There's nothing wrong with that, but if you're a user of one of these services you might take it as a hint to find an alternative.
I usually say in interviews that my preferred time to join a company is at the end of stage 1 (start up) and the start of phase 2 (organizing).
Nothing makes me happier than to be told "Hey, we got this up and running and it's a mess. Now we need someone to turn this into a system that is easy to modify and maintain."
Debatable
here is a solid article from this week's Economist (that mentions another real jewel of a company):
https://www.economist.com/business/2026/07/01/can-bending-sp...
I believe it imports Evernote data too.
So I downloaded my data, and had Claude vibecode a fully-featured clone in a single evening. Even if I was paying Anthropic API rates, it cost me less than a single year of my Solo plan.
So if anybody is reading this? They absolutely will gouge you. All the stories you've read are all true. Take some advice and get out while you can.
Don't forget "slash the workforce, ensuring that the product will get worse over time".
> After the acquisition, Bending Spoons is anything but a passive owner, making changes to the products’ user experience and features, as well as to the underlying tech; monetization strategy, including pricing; and team organization, including headcount.
> While this focus on efficiency and revenue overlaps with private equity strategies, Bending Spoons claims a key difference: It “aims to hold forever, and has never sold an acquired business.” It is building a live portfolio, not presiding over a tech graveyard.
That last line has me wondering who wrote this.
As for my opinion on the company, I don’t really see anything particularly negative about it. I think the fact that they’ve never sold an acquired business is a rather admirable trait.
In a way, they’re doing something that may not have been possible without this style of intervention, which is to keep companies/products that would have otherwise disappeared viable.
For a company like Evernote it wouldn’t be better for their customers if the company liquidated. There are worse things that can happen to your service provider of choice than price increases or worse customer support.
Charging $20,000 for a note-taking app subscription is not that.
The $20,000 price plan wasn’t a real price, that was just a not so gentle nudge to move to a different offering. Maybe it feels bad but that plan effectively doesn’t exist anymore. Things change.
It’s got fewer features for the dollar, but if the previous company was not sustainable in the first place, it is what it is.
A company raising prices or cutting service quality is only a problem if they’re in a monopoly situation with no other market alternatives. None of the companies Bending Spoons has acquired are in that position. Many of them are far from being the market leaders.

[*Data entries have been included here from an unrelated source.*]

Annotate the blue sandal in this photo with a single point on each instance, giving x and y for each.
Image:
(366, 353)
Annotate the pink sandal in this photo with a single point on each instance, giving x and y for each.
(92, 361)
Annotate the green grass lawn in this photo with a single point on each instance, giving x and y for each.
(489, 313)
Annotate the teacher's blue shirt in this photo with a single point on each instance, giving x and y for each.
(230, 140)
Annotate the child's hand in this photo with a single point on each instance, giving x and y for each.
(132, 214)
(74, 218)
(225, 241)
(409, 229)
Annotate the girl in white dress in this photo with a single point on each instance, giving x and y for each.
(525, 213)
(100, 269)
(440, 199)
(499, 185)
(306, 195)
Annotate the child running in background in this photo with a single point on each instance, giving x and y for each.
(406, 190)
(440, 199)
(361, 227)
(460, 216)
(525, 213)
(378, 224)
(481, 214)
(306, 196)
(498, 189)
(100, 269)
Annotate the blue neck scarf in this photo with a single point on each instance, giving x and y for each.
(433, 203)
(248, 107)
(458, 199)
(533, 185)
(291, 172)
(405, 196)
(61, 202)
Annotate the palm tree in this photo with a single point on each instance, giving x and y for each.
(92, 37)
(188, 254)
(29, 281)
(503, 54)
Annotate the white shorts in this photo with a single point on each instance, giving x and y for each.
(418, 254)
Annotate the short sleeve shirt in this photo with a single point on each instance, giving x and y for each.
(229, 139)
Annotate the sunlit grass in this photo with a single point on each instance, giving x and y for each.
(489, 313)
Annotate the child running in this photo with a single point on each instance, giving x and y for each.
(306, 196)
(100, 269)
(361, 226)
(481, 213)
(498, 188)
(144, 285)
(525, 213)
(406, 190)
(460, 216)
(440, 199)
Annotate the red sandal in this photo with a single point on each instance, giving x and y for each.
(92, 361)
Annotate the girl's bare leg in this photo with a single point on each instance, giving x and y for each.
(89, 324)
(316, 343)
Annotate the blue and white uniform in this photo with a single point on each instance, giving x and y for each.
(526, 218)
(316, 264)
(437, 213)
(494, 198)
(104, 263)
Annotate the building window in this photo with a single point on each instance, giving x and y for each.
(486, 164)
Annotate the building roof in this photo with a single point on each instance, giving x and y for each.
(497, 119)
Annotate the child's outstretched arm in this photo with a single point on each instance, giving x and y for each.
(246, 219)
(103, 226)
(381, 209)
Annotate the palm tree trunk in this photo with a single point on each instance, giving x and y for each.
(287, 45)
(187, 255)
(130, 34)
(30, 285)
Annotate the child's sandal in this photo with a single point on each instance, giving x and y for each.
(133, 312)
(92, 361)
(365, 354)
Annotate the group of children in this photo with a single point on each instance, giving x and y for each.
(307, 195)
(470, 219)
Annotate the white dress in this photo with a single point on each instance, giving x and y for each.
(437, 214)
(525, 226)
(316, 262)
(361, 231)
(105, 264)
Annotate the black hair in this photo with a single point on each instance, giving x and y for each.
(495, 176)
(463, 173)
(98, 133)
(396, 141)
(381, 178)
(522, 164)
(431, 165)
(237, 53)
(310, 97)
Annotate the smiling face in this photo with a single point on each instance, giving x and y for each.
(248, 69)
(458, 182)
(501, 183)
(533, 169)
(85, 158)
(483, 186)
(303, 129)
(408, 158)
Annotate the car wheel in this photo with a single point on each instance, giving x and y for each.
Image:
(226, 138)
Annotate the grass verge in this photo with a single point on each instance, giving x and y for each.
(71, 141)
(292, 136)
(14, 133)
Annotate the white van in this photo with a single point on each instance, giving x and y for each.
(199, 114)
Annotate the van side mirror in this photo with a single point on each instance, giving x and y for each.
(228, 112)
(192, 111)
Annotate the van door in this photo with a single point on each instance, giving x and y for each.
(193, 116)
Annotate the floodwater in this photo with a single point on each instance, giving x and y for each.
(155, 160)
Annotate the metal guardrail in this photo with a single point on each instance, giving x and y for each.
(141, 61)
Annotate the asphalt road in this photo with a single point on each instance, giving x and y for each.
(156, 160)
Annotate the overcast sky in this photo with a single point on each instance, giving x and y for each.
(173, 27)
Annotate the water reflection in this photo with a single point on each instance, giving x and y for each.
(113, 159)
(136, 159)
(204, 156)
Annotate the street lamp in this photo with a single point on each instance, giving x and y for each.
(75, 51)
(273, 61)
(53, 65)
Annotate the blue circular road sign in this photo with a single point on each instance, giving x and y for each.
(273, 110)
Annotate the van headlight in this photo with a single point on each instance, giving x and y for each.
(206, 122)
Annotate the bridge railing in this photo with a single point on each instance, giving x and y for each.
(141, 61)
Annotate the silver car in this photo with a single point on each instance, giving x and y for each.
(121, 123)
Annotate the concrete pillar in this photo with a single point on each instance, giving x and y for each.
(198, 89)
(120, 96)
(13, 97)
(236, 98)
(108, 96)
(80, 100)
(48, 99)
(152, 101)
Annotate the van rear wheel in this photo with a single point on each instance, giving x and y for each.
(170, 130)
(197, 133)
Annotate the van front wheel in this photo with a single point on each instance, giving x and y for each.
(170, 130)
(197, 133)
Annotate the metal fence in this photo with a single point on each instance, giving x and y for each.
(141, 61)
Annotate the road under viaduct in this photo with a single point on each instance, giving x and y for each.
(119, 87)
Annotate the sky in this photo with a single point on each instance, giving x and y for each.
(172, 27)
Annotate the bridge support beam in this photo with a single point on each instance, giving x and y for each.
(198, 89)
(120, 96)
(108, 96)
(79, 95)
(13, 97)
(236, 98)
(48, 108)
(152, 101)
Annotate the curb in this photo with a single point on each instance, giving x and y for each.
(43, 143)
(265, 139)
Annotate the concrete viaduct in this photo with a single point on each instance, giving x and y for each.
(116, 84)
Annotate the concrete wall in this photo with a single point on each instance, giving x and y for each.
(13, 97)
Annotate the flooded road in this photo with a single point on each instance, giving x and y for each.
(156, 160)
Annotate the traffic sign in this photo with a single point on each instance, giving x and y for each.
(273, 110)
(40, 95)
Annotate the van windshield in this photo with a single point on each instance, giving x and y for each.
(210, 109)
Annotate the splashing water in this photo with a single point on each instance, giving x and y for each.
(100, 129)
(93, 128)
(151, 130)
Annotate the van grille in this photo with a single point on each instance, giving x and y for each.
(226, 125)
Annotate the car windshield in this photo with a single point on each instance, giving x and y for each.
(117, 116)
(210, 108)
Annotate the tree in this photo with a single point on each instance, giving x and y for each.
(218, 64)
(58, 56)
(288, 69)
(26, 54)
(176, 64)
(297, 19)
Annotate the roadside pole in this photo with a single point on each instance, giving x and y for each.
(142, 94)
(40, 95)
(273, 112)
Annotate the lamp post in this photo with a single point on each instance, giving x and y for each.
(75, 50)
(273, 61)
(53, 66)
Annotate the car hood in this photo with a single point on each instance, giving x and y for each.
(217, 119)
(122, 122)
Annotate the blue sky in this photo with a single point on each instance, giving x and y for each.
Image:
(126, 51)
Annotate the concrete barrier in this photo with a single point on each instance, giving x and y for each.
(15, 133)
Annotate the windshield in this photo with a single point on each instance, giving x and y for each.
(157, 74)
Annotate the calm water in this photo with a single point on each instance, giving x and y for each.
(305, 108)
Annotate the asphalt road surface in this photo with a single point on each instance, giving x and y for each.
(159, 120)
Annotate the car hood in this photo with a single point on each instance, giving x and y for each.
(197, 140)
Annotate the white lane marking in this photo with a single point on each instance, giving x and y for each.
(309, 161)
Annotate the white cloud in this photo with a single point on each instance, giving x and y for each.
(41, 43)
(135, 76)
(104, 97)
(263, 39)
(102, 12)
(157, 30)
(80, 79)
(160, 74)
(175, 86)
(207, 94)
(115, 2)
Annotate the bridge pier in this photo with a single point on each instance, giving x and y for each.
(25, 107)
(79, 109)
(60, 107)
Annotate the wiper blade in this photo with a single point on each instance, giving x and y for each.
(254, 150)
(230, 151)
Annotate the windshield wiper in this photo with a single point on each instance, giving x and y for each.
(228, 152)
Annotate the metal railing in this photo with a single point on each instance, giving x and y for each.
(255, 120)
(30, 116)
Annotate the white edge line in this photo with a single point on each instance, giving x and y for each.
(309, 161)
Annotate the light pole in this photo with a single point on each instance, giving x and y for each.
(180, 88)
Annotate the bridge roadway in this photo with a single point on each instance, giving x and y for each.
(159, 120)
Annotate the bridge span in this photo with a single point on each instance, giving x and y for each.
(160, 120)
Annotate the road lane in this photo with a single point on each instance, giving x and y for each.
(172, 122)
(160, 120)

I looked through their assets and it clicked: “this is where software goes to die”
I mean, they're at least keeping the service alive for as long as possible.
"customers who stick around." is anthesis to mid- to long-term customer loyalty when you do "jack up prices, and milk remaining users for as much cash as possible"
Customer "inertia" or "lock-in" might be better terms to describe what the company is looking for in an acquisition.
Their ideal customer may well be someone who's forgotten they have a subscription on credit card auto-pay.
> Speaking to TechCrunch, co-founder and chief product officer Matteo Danieli said some of the scrutiny was due to the fact that products such as Evernote were genuinely loved by their users. But he said that despite all the changes, customer retention has been “remarkably stable.”
Ah yes. In other news, the prison population size is also remarkably stable.
Most things with royalties (oil fields, songs) work like this.
And yet dairy farms can last for centuries.